Intel’s (INTC) second-quarter earnings beat analysts’ estimates thanks to strong PC sales. However, its earnings fell YoY (year-over-year), impacted by tech’s weak industry-wide demand. Intel’s biggest business, Client Computing Group, grew 1% YoY to $8.8 billion in the second quarter, despite losing some unit share to rival Advanced Micro Devices (AMD). Intel’s data center revenue fell 10% YoY to $5 billion, more than offsetting its growth in PCs. The company’s data center revenue fell for a second straight quarter after growing more than 20% in the first three quarters of 2018.
Data center business hit by US ban
Intel reiterated that its data center revenue fell because cloud customers continued to absorb the excess inventory they stockpiled in last year’s first three quarters. They bought ahead over fears of the US-China trade war. In September 2018, the US imposed a 10% tariff on some Chinese imports, including server components. This tariff slowed Intel’s data center revenue growth to 8.4% YoY in Q4 2018 and 6.3% in Q1 2019.
In May, the US hiked its tariff rate to 25% and banned US companies from shipping any technology critical to national security to Huawei. During Intel’s earnings call, CEO Bob Swan stated that the company complied with the ban and stopped all shipments to Huawei. It reviewed the ban and later restarted shipping some components that did not fall under the Huawei ban to mitigate its impact. On June 24, the US extended the ban to five Chinese supercomputing companies that use Intel’s server chips.
The above bans and tariffs reduced Intel’s data center platform volumes by 12% YoY in the second quarter. Weak demand combined with trade bans and tariffs reduced Intel’s data center revenue by 10% YoY in the second quarter. Swan did not make any mention of AMD, but suggested the growing sales of AMD’s EPYC server CPUs also contributed to the revenue decline.
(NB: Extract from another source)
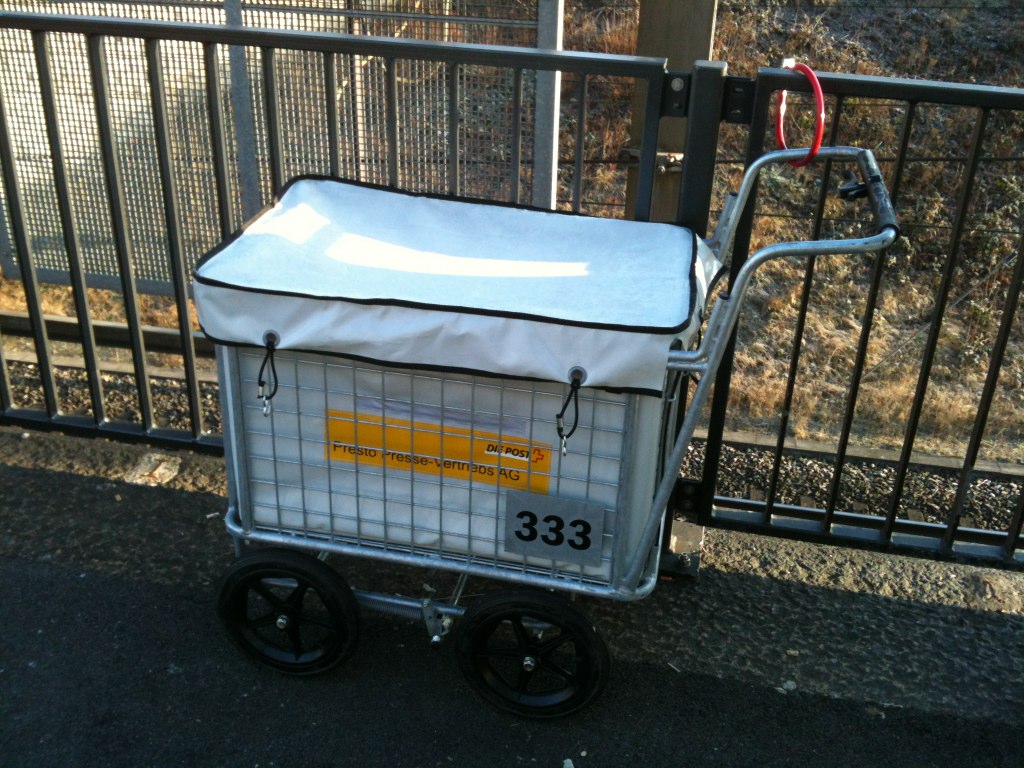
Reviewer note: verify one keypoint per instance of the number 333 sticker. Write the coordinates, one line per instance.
(554, 528)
He stated that the uncertainty created by the trade war made him “a little more anxious.”
Intel’s other data-centric businesses
Intel earns ~84% of its revenue from PCs and data centers. While its PC business grew, its data center business declined. This growth trend opposes Intel’s strategy of transitioning from the declining PC market to fast-growing data-centric businesses. Intel’s Nonvolatile Memory Slutions Group reported its biggest YoY decline of 13% in the second quarter. The segment was hit by oversupply in the NAND (negative AND) market, which sent NAND prices into a free fall. Micron’s NAND revenue fell 24% YoY in that quarter.
Intel’s Programmable Solutions Group revenue fell 5% YoY in the second quarter as demand from China slowed due to trade tensions and the Huawei ban. Rival Xilinx (XLNX) also gave weaker guidance due to the Huawei ban.
The company’s only data-centric businesses to grow in the industry downturn were IoTG (Internet of Things Group) and Mobileye. IoTG revenue rose 12% YoY to $986 million, and Mobileye revenue rose 16% YoY to $201 million. Despite growing by a strong double-digit percentage, these segments contributed less than 10% of Intel’s overall revenue.
The US-China trade war has impacted Intel’s data-centric growth. However, its long-term 5G, AI, and autonomous driving opportunities remain intact.
Intel’s earnings guidance
Intel foresees an uptick in seasonal demand and has guided for 9% sequential revenue growth to $18 billion in the third quarter. The guidance surpasses analysts’ estimate of $17.74 billion. However, it expects its revenue to fall 6.3% YoY as overall demand stays weak amid the trade tensions.
That revenue performance is expected to be felt down the line. Intel expects its third-quarter non-GAAP EPS to fall 11.4% YoY but rise 17% sequentially to $1.24. This guidance beats analysts’ estimate of $1.15.
Intel’s better-than-expected second quarter encouraged the company to increase its 2019 revenue guidance by $500 million to $69.5 billion. This estimate represents a 1.8% YoY decline. Intel and Broadcom are among the few chip companies to have given full-year guidance in these uncertain times—their diversified customer base and market leadership in relatively stable markets make their earnings predictable. Xilinx and NVIDIA have refrained from giving full-year guidance because of their high exposure to the trade war.
These are turbulent times for the semiconductor industry due to the trade war. As tech companies cannot control trade situations, they can only lobby the government to ease the ban. When overall demand is subdued, companies can grow by gaining market share. Whereas Intel is a market leader and has limited room for growth, rival AMD still has ample market share to gain. Investors are looking forward to AMD’s quarterly results, scheduled to be released July 31 after markets close.